SUMBER DAYA MANUSIA (SDM) MASYARAKAT NELAYAN

 

 

 

Oleh:

Kelompok A

 

ADRIAN P PANGEMANAN,  C. 561020014

 

 

NANIEK SOELISTIYANI,  C. 561020184

S Y I S F E R I,   C. 561020204

M. Y A F I Z,  C. 561020214

CORNELIUS SUYADI,   C. 561020174

S U P A R T O N O,  C. 561020

 

 

 

I . PENDAHULUAN.

 

Nelayan identik dengan kemiskinan. Ada banyak penyebab terjadinya kemiskinan pada masyarakat  nelayan, seperti kurangnya akses kepada sumber-sumber modal, akses terhadap  teknologi, akses terhadap pasar  maupun rendahnya partisipasi masyarakat dalam pengelolaan sumber daya alam.
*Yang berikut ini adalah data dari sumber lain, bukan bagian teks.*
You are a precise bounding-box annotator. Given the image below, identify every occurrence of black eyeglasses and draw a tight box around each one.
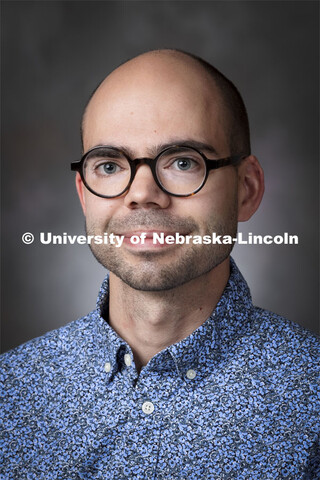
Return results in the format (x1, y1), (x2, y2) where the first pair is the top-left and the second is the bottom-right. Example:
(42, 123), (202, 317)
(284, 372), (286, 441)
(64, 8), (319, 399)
(71, 145), (246, 198)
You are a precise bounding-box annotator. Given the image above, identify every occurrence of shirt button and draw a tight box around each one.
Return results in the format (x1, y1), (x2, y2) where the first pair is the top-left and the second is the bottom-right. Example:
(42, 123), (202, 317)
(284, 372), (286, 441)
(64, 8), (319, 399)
(124, 353), (132, 367)
(104, 362), (111, 373)
(186, 368), (197, 380)
(142, 402), (154, 415)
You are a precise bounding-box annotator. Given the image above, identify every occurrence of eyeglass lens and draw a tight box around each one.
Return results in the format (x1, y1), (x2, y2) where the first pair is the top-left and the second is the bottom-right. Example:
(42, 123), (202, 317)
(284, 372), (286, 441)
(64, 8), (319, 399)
(83, 147), (206, 197)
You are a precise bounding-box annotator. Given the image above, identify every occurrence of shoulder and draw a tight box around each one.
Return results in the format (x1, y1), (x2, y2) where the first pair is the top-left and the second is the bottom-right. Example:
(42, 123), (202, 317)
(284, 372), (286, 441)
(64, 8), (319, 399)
(0, 313), (97, 379)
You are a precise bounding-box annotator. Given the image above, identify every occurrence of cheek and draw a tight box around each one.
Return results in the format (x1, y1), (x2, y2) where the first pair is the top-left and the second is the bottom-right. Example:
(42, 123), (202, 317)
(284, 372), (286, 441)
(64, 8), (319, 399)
(180, 172), (238, 224)
(82, 192), (119, 226)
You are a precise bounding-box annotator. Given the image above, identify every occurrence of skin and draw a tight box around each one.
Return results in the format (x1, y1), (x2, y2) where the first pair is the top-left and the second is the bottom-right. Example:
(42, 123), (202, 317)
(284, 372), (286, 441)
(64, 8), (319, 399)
(76, 51), (264, 371)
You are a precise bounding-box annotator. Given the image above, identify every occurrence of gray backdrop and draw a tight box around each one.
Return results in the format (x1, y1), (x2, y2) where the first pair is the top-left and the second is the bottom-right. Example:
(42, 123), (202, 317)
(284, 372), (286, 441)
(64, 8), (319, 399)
(2, 1), (319, 350)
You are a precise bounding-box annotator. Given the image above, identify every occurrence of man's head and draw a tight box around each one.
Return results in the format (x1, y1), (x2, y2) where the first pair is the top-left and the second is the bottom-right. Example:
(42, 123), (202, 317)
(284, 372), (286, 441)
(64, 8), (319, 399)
(76, 50), (263, 290)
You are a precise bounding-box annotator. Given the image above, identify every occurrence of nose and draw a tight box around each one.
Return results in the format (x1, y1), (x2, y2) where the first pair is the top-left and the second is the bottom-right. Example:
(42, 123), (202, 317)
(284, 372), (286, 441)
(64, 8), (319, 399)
(124, 163), (171, 208)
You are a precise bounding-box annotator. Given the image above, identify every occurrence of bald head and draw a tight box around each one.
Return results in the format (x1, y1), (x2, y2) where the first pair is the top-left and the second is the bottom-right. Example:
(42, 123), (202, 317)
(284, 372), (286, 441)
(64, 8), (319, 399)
(82, 50), (250, 154)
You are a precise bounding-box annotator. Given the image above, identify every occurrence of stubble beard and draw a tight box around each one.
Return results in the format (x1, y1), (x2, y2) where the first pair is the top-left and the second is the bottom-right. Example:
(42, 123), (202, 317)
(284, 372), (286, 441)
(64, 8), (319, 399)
(86, 205), (237, 291)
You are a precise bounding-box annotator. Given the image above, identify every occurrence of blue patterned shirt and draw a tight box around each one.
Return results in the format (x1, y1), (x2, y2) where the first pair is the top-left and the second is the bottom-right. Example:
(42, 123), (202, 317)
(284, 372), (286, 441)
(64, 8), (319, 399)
(0, 261), (320, 480)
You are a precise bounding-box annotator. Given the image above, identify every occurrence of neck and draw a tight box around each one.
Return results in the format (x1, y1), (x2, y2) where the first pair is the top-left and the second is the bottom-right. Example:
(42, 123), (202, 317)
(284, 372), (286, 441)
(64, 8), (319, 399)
(109, 258), (230, 371)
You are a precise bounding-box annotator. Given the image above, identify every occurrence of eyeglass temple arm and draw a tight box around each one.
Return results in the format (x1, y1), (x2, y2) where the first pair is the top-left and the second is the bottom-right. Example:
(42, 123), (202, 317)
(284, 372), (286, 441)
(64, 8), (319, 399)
(206, 155), (247, 170)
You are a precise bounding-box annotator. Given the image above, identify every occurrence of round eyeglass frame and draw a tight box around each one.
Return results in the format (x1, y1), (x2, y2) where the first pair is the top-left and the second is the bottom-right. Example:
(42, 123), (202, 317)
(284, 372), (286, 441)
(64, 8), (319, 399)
(70, 145), (248, 198)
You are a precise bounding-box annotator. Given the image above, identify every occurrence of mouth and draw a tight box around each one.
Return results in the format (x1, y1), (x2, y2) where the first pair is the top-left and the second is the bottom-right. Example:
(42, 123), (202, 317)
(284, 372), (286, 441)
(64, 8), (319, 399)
(117, 229), (188, 251)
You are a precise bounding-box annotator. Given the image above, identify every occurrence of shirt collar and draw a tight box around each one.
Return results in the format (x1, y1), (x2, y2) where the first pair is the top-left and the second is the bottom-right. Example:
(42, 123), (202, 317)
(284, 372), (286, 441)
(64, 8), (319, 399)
(95, 257), (253, 378)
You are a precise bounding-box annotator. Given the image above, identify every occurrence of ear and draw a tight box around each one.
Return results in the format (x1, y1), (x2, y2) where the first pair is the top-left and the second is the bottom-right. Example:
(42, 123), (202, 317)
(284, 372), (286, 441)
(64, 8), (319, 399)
(76, 172), (86, 215)
(238, 155), (264, 222)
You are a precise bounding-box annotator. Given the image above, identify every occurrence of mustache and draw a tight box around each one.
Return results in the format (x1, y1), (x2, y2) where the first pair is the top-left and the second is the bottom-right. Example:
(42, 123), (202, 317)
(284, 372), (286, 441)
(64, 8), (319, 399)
(105, 210), (197, 234)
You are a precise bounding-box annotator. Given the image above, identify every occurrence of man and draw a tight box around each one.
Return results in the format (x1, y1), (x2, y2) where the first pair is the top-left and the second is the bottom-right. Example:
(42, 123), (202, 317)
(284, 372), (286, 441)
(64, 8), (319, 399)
(2, 50), (320, 480)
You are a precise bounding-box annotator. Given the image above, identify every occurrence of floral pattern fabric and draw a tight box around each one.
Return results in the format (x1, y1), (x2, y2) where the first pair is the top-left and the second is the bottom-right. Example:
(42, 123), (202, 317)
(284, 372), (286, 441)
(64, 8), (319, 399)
(0, 260), (320, 480)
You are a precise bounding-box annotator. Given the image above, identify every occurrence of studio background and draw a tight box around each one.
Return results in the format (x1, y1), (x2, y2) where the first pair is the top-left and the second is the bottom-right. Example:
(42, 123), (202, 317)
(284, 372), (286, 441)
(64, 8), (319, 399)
(1, 1), (319, 351)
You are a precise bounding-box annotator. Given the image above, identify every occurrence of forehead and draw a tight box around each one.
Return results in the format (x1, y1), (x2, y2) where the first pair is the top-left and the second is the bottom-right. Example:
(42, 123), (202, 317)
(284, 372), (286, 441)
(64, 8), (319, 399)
(83, 58), (227, 155)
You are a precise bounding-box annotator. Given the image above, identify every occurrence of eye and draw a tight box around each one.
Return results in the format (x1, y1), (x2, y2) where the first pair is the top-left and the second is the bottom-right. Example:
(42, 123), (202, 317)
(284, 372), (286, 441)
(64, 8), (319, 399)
(96, 162), (121, 175)
(171, 157), (198, 172)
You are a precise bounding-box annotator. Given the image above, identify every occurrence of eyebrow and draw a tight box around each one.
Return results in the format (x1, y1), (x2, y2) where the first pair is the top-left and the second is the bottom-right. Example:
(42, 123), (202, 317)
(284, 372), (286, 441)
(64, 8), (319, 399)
(93, 139), (219, 158)
(150, 139), (218, 155)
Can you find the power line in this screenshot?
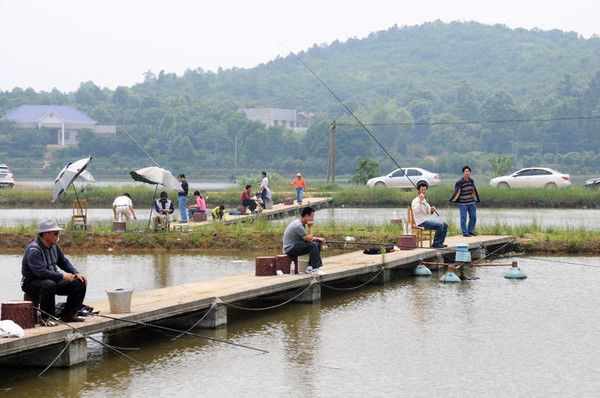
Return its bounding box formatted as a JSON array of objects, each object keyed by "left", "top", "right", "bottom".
[{"left": 336, "top": 116, "right": 600, "bottom": 126}]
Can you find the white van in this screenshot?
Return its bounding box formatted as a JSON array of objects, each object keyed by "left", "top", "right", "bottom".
[{"left": 0, "top": 164, "right": 15, "bottom": 188}]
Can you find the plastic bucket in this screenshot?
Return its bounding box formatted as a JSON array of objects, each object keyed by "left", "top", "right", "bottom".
[{"left": 106, "top": 289, "right": 133, "bottom": 314}]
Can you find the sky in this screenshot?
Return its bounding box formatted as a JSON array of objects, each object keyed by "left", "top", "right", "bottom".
[{"left": 0, "top": 0, "right": 600, "bottom": 91}]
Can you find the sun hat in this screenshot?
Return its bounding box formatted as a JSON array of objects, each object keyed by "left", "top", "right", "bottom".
[{"left": 37, "top": 218, "right": 63, "bottom": 234}]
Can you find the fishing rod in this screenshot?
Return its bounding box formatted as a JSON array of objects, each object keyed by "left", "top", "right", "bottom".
[
  {"left": 281, "top": 43, "right": 440, "bottom": 216},
  {"left": 90, "top": 314, "right": 269, "bottom": 354},
  {"left": 37, "top": 307, "right": 146, "bottom": 371}
]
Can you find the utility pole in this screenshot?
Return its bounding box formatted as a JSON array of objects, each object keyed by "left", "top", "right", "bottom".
[{"left": 327, "top": 120, "right": 335, "bottom": 183}]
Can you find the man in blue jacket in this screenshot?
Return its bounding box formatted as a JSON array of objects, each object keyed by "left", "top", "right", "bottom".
[
  {"left": 21, "top": 220, "right": 87, "bottom": 326},
  {"left": 450, "top": 166, "right": 479, "bottom": 237}
]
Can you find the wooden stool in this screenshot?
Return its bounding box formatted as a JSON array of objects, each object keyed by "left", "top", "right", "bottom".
[
  {"left": 397, "top": 235, "right": 417, "bottom": 250},
  {"left": 275, "top": 254, "right": 298, "bottom": 274},
  {"left": 1, "top": 300, "right": 36, "bottom": 329},
  {"left": 113, "top": 221, "right": 127, "bottom": 232},
  {"left": 254, "top": 257, "right": 277, "bottom": 276}
]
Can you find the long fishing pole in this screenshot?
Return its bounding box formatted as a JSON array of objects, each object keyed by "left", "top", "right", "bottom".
[
  {"left": 281, "top": 43, "right": 440, "bottom": 216},
  {"left": 91, "top": 314, "right": 269, "bottom": 354}
]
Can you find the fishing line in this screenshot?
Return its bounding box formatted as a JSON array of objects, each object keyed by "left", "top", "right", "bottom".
[
  {"left": 281, "top": 43, "right": 440, "bottom": 216},
  {"left": 524, "top": 256, "right": 600, "bottom": 268},
  {"left": 37, "top": 307, "right": 146, "bottom": 366},
  {"left": 90, "top": 314, "right": 269, "bottom": 354},
  {"left": 336, "top": 116, "right": 600, "bottom": 126}
]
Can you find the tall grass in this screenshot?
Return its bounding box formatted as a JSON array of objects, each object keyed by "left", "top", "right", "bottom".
[{"left": 0, "top": 183, "right": 600, "bottom": 208}]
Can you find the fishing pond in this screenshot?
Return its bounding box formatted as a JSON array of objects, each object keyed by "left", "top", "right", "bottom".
[
  {"left": 0, "top": 253, "right": 600, "bottom": 398},
  {"left": 0, "top": 207, "right": 600, "bottom": 230}
]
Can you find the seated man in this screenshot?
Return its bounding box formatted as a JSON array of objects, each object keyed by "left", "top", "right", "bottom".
[
  {"left": 283, "top": 207, "right": 325, "bottom": 275},
  {"left": 113, "top": 192, "right": 137, "bottom": 222},
  {"left": 210, "top": 205, "right": 225, "bottom": 220},
  {"left": 240, "top": 184, "right": 256, "bottom": 212},
  {"left": 411, "top": 183, "right": 448, "bottom": 247},
  {"left": 151, "top": 191, "right": 175, "bottom": 231},
  {"left": 21, "top": 220, "right": 87, "bottom": 326}
]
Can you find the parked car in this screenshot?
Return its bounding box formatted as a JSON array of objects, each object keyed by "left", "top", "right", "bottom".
[
  {"left": 490, "top": 167, "right": 571, "bottom": 188},
  {"left": 367, "top": 167, "right": 440, "bottom": 189},
  {"left": 0, "top": 164, "right": 15, "bottom": 188},
  {"left": 583, "top": 177, "right": 600, "bottom": 189}
]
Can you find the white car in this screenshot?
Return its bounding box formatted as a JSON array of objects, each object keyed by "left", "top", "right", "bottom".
[
  {"left": 490, "top": 167, "right": 571, "bottom": 189},
  {"left": 367, "top": 167, "right": 440, "bottom": 189},
  {"left": 0, "top": 164, "right": 15, "bottom": 188}
]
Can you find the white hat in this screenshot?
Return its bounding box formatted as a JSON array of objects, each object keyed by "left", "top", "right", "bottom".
[{"left": 37, "top": 218, "right": 63, "bottom": 234}]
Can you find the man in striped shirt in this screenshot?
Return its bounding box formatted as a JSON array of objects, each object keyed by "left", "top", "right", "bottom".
[{"left": 450, "top": 166, "right": 479, "bottom": 237}]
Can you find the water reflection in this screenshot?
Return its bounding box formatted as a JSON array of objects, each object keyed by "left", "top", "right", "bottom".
[{"left": 0, "top": 256, "right": 600, "bottom": 397}]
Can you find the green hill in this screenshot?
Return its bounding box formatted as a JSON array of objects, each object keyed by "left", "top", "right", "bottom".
[{"left": 0, "top": 21, "right": 600, "bottom": 174}]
Alasan lain dan yang akan banyak dibahas dalam draf ini adalah disebabkan karena faktor-faktor sosial seperti pertumbuhan jumlah penduduk yang tinggi, rendahnya tingkat pendidikan, dan rendahnya tingkat kesehatan  serta alasan-alasan lainnya seperti kurangnya prasarana umum di willayah pesisir, lemahnya perencanaan spasial yang mengakibatkan tumpang tindihnya beberapa sektor pada satu kawasan, polusi dan kerusakan lingkungan.

 

    Selama ini, baik pada masa orde baru maupun masa sesudahnya telah banyak intervensi yang dilakukan oleh Pemerintah , namun tetap saja keluarga nelayan masih belum dapat diberdayakan menjadi lebih mandiri.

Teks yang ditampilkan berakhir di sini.